連續兩筆在低位換手板上栽跟頭之後,林深開始認真想一個問題,他和那些真正靠打板活下來的游資,到底差在哪。
差的不是選股,金谷農科和恆芯電子,選得都沒有問題。後續走勢也證明了,這兩隻票本身並沒有壞到哪裡去。金谷農科割完第二天就反彈七個點,恆芯電子雖然午後崩了,但早盤也實實在在衝到了八個點。機會,是給過的。
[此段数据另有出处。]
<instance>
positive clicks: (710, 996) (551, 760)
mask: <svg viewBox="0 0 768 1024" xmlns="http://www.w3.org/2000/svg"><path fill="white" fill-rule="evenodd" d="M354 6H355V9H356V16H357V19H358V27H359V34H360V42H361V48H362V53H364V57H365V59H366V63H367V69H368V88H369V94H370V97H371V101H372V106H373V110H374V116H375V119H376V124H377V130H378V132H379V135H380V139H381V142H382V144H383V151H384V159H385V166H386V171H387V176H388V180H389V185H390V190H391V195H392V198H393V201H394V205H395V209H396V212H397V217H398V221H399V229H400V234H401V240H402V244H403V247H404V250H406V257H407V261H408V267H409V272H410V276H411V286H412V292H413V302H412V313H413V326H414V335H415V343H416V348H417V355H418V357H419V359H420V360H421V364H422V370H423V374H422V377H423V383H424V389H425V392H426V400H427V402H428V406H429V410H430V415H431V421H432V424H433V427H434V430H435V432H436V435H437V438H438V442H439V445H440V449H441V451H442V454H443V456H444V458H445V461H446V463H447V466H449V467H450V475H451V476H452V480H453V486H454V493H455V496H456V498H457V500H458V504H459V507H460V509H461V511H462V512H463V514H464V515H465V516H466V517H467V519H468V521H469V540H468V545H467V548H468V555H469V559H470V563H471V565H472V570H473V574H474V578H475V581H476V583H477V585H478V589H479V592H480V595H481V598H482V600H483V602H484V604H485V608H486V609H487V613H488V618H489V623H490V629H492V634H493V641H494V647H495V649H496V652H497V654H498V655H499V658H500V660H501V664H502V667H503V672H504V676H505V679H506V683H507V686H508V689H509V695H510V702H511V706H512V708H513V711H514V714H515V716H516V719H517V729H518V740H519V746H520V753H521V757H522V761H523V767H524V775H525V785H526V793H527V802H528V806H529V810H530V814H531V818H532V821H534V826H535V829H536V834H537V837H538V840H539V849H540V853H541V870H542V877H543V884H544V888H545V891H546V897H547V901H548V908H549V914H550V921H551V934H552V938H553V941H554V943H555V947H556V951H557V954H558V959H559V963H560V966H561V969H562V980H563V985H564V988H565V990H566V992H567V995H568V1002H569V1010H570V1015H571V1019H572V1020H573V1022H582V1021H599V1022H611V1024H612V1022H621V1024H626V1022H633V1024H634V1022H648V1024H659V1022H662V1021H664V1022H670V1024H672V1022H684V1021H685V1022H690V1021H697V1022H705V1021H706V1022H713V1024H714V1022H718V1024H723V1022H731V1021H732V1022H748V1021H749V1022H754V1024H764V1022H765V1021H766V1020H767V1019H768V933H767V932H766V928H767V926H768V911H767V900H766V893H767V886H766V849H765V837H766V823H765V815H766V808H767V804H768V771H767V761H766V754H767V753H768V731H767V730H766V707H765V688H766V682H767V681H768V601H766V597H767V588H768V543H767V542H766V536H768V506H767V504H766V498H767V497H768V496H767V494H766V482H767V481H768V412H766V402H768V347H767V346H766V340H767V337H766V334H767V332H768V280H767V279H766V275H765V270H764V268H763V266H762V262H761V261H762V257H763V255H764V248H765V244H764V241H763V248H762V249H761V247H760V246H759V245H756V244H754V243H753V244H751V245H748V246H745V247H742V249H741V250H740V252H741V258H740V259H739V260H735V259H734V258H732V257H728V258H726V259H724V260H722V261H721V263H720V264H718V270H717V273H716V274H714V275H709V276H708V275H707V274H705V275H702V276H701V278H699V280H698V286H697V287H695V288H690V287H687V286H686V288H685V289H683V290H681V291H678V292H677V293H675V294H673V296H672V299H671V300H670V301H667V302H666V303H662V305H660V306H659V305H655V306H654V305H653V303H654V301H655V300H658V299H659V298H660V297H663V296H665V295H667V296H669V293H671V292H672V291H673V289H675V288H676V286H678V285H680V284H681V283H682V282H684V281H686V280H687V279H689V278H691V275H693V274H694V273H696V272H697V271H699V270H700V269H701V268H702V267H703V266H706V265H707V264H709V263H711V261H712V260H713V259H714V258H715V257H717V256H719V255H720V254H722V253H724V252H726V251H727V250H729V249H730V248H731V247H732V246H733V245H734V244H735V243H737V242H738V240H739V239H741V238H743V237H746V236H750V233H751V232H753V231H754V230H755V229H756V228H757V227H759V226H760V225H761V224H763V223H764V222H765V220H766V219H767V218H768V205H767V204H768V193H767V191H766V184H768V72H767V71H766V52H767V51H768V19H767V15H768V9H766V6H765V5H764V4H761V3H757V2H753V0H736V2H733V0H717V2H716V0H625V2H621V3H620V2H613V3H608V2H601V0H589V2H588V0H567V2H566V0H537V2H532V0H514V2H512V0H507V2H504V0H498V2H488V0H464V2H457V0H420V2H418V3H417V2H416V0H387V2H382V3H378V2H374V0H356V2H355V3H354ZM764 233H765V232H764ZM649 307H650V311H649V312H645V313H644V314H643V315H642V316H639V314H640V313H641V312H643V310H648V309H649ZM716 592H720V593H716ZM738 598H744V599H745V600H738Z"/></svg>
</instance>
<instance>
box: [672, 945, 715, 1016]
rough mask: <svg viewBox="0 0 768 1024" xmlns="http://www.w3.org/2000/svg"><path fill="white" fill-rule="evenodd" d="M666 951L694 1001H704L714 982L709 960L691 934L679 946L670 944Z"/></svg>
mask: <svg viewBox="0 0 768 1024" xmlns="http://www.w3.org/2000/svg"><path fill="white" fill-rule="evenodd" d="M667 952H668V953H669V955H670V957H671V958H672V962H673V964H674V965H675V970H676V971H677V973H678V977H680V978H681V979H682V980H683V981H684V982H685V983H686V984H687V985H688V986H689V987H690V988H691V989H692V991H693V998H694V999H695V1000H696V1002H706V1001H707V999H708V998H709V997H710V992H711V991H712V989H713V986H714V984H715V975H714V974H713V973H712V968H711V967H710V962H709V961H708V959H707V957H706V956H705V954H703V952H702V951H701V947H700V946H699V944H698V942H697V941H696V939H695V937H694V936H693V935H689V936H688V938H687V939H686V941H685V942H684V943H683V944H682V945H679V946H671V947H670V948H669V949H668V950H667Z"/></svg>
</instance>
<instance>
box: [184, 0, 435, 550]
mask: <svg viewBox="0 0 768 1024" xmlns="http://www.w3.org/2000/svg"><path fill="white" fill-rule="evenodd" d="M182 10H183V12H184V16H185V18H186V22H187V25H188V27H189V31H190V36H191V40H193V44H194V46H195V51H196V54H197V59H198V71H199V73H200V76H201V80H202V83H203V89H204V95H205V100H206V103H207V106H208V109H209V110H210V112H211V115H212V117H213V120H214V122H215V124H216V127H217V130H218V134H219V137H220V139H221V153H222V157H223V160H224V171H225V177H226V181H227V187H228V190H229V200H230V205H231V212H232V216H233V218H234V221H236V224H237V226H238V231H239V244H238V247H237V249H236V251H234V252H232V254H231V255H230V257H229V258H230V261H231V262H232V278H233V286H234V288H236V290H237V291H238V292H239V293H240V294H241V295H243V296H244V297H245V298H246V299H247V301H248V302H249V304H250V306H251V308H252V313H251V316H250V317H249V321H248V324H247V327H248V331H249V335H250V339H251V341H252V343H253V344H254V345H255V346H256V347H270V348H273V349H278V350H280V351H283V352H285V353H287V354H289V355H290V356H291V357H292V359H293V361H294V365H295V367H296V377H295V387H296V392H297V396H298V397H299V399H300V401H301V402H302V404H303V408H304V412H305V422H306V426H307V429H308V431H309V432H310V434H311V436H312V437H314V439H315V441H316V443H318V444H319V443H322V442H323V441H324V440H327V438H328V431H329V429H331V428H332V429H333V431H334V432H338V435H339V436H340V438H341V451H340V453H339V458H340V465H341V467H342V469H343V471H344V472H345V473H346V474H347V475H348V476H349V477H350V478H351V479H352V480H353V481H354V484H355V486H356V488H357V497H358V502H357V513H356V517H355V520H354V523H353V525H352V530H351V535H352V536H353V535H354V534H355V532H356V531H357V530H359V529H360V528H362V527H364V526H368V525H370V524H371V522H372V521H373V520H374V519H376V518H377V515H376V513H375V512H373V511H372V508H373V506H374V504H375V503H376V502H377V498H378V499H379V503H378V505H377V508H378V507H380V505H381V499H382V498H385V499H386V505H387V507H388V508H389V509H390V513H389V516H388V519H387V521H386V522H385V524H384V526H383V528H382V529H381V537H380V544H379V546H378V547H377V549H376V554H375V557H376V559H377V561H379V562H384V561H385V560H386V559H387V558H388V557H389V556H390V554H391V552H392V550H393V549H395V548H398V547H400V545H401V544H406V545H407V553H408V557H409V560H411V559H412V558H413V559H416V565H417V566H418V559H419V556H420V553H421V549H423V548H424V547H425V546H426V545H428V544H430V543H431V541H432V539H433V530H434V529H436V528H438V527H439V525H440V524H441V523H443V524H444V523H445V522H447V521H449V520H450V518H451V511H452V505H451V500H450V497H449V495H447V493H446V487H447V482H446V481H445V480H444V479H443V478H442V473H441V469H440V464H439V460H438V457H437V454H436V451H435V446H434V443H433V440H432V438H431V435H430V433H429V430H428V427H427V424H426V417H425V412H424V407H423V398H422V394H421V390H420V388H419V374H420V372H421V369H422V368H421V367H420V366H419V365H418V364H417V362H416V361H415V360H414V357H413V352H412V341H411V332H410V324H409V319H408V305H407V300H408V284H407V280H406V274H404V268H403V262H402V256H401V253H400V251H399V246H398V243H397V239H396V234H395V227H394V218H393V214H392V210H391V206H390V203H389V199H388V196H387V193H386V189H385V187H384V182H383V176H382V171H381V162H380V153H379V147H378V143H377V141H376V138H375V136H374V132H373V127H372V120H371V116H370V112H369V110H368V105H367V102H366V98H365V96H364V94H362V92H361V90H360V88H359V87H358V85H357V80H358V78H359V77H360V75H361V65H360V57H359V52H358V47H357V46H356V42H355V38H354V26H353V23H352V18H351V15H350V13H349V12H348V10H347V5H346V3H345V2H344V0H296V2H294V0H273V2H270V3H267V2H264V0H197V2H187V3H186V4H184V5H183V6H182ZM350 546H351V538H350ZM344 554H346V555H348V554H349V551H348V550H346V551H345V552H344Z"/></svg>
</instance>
差的更不是技術,論對量價關係的理解,論盤口的敏感度,他比大多數追板的散戶強出一截。同一個分時圖,他能看出資金在洗還是在跑,能判斷出回踩是假摔還是真跌。這些能力,他不缺。
問題出在更根上的地方。
他在用做基金經理的方式,做自己的打板賬戶。
在盛遠這些年,他做的是中長期持倉。短則幾個月,長則一兩年。
這種模式有兩個根深蒂固的特點:第一,看的是預期差,買的是未來。第二,回撤不可怕,只要邏輯沒壞,就有拿住的底氣。這套東西幫他在基金上賺過大錢,也幫他在尚步上拿住了兩個多億。它已經刻進他的本能裡了。
自己剛做低吸的兩個月,做得順不是因為他運氣好,而是因為低吸那套打法,本來就在他熟悉的範圍裡。找超跌,等突破,看支撐,等放量。這些動作,跟他做研究員時找底部票的邏輯,天然是通的,不需要切換思維,順手就來了。
可問題是,打板是另一套規則。
打板要的是當機立斷,一旦買進去,第二天就是另一個世界。什麼基本面,什麼行業趨勢,什麼長期邏輯,在漲停板面前統統是次要的。
真正決定這筆交易成敗的,是明天早晨集合競價的那幾秒,是開盤後第一分鐘的承接,是分時線上每一次多空碰撞的結果。這些,都是他在盛遠時不需要管的。
林深把這幾天的交易從頭到尾又捋了一遍。
金谷農科,盤面給了五個點的利潤,按照打板紀律,這是標準的止盈位置。他沒走。為什麼沒走?因為他腦子裡還存著“農業板塊是輪動支線,位置低,就算跌了也跌不深”的想法。他買的不是一隻票的次日溢價,而是“這家公司跌下來也有人接”的錯覺。結果利潤回吐,最後倒虧六個點離場。
恆芯電子,做得更過分,今天早盤衝到八個點,分時已經明明白白告訴他,上不去了,他卻跑去翻行業資料,找半導體主線的邏輯,給自己找了“資金沒走,後面還能拉漲停”的一堆理由。盤中該走不走,最後尾盤跳水,止損還止不利索,十二個點割低位。
低位首板這個模式,他暫時不打算再做了。
不是模式不好,首板有首板的賺錢方式,他研究得也很透。
但問題在於,這個模式太容易讓他“想多”。位置低,有產業邏輯,他心裡那套“看長遠”的舊習慣就會自動跑出來。跑出來之後,紀律就變形,紀律一變,所有的研究都白搭。
林深決定把這種思維徹底摘掉。
就像換了把刀,殺雞的刀,殺不了牛。做中長線的腦子,做不了打板。既然打板需要的是當機立斷,那就該用一種“當機立斷”的模式去練。練到不需要思考,只需要執行。
想來想去,林深把目光放到了二進三上。
所謂二進三,就是不做首板,也不做二板,而是在一隻票已經走完兩個連板之後,在第三天,去博它能不能走出第三個板。
這不是他熟悉的打法,但林深在研究那些游資手法時,反覆看到過一個數字:70%的龍頭股,都藏在二進三階段。
這不是玄學。
首板誰都能拉,一隻票跌久了,位置低了,碰巧踩中某個訊息,任何一個小遊資都能把它拉上漲停。所以首板裡什麼鳥都有,有真龍,有假龍,有純粹一日遊的過路資金。
二板就不一樣了,能連拉兩個板,說明第一天進去的人沒有跑,第二天又來了新錢。這時候,市場開始注意到它。
到了第三天,如果還能板,說明什麼?說明真有大資金在裡面運作了,說明這個題材不是短命的熱點,說明資金願意在它身上押重注。